For its part, the Israeli government has so far seemed to rebuff Mexico’s efforts to extradite Zerón. The two countries have no standing extradition agreement, and The New York Times reported last year that Israel was deliberately spurning Mexico’s requests in retaliation for Mexico’s support for human rights investigations into Israel at the United Nations. “Why would we help Mexico?” said a senior Israeli official to the Times. Responding to the report, the Israeli ambassador to Mexico, Zvi Tal, told The Times of Israel that “Israel does not take political considerations into account in extradition proceedings” and said the extradition would move forward in due time.
“The extradition process is still running its course, but from a broader standpoint, it’s certainly not in the interest of any foreign country to be harboring someone in this type of situation,” Brewer said. “This is not some case of political persecution but rather charges for serious crimes and human rights violations, for which clear evidence exists to justify the extradition request.”

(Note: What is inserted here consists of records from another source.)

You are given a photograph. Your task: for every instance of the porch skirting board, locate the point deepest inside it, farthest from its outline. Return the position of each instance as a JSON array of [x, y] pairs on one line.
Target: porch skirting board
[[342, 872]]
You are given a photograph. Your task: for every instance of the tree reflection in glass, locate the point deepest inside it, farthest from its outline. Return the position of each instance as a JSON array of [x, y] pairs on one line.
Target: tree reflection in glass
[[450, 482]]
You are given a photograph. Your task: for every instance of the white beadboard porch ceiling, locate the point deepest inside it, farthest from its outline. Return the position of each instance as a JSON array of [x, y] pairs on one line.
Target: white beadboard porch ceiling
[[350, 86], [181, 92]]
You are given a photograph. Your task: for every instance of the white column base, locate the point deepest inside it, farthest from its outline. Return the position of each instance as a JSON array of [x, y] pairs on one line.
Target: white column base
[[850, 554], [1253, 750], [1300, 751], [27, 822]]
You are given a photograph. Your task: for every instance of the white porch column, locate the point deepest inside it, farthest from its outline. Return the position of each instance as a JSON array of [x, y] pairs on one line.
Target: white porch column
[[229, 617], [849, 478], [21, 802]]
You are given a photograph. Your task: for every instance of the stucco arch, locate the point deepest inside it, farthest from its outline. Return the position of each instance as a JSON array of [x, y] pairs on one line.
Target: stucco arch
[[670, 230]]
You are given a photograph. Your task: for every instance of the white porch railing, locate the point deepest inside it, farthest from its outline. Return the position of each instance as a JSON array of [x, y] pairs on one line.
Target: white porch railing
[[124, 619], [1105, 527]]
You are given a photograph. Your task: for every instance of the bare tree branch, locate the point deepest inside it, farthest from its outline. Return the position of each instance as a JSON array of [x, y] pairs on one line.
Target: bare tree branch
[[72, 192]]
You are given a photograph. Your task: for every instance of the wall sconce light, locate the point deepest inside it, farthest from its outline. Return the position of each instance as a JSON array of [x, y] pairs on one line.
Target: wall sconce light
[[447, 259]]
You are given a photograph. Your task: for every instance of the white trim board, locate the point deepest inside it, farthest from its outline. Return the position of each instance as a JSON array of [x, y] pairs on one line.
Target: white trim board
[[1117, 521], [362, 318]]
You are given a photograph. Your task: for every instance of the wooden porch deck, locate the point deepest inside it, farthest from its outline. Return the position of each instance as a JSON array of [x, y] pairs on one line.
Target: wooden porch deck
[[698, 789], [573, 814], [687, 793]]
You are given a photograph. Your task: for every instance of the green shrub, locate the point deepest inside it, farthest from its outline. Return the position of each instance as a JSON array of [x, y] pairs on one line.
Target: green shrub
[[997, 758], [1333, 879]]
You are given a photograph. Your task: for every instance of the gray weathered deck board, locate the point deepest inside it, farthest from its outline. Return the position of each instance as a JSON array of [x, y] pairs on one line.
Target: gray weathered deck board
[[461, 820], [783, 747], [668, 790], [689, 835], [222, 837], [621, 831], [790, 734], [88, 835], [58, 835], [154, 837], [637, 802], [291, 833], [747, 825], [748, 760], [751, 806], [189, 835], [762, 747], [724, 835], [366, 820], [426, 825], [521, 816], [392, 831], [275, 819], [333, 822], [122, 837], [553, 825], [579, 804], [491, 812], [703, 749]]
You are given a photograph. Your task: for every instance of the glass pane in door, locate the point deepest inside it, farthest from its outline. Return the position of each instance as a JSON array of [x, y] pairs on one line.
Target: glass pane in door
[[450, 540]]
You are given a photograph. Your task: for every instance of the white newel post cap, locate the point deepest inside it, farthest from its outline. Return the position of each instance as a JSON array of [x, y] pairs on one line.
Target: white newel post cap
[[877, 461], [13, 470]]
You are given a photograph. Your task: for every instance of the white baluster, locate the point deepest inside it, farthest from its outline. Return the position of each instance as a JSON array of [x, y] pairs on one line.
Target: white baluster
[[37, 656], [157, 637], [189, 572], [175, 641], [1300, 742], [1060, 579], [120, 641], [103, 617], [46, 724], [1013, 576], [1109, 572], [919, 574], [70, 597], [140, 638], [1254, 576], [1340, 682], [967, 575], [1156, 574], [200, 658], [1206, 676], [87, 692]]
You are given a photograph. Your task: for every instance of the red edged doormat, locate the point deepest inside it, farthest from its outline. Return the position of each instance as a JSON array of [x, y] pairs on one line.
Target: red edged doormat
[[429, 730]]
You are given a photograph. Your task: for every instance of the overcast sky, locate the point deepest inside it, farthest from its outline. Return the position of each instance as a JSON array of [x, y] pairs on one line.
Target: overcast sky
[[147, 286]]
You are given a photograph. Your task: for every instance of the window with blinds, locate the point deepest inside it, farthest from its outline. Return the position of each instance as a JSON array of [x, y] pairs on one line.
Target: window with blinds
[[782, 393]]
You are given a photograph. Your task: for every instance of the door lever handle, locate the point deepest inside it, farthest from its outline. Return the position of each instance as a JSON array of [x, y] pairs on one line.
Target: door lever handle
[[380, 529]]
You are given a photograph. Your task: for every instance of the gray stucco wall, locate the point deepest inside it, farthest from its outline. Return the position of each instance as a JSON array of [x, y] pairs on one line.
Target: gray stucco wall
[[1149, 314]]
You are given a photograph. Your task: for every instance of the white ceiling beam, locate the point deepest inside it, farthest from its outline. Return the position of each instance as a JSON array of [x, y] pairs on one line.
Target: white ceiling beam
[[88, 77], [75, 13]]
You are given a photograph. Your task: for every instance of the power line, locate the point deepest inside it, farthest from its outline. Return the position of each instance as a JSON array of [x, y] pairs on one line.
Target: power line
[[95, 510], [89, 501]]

Legal experts and human rights advocates such as Brewer have underscored that no single arrest, no matter how high-profile, will serve as a silver bullet of justice in this case. Far more important is the question of whether new evidence and testimony, properly collected by courts of law, can contribute to transformative justice for the victims and survivors.
At this point, it is beyond question that Zerón played a key role in covering up the crimes of the Mexican state during that long night in Iguala eight years ago. According to Ebrard, a team of diplomats in Israel is trying to negotiate Zerón’s extradition, though Zerón and his attorneys in February rejected a prosecution agreement that would presumably involve sharing information about his crimes in exchange for a reduced punishment.
When it comes to Zerón, last month’s Truth Commission report is absolutely damning. What the former government called the “historical truth” was in fact a “fabrication by the federal government,” resulting from the “concerted action” of a range of state officials. Key among these, the report concluded, is Zerón, “who has reported the participation of authorities at the highest level of the federal government.” It was Zerón who “went about ordering the whole case to be cleaned of chicharrones,” referring to the burnt remains of the students.
Understanding Zerón’s actions in the aftermath of the enforced disappearance of the 43 students is key to unlocking the real truth of what happened. Extradition is the only way to force Zerón to face the charges leveled against him. Only time can tell whether Zerón will be brought to justice in Mexico, but as the legal maxim goes, justice too long delayed is justice denied.
Suhail Gharaibeh is a Mexican American writer and former deputy news editor at Washington Square News. He is currently studying for an M.A. in History and Literature at Columbia University.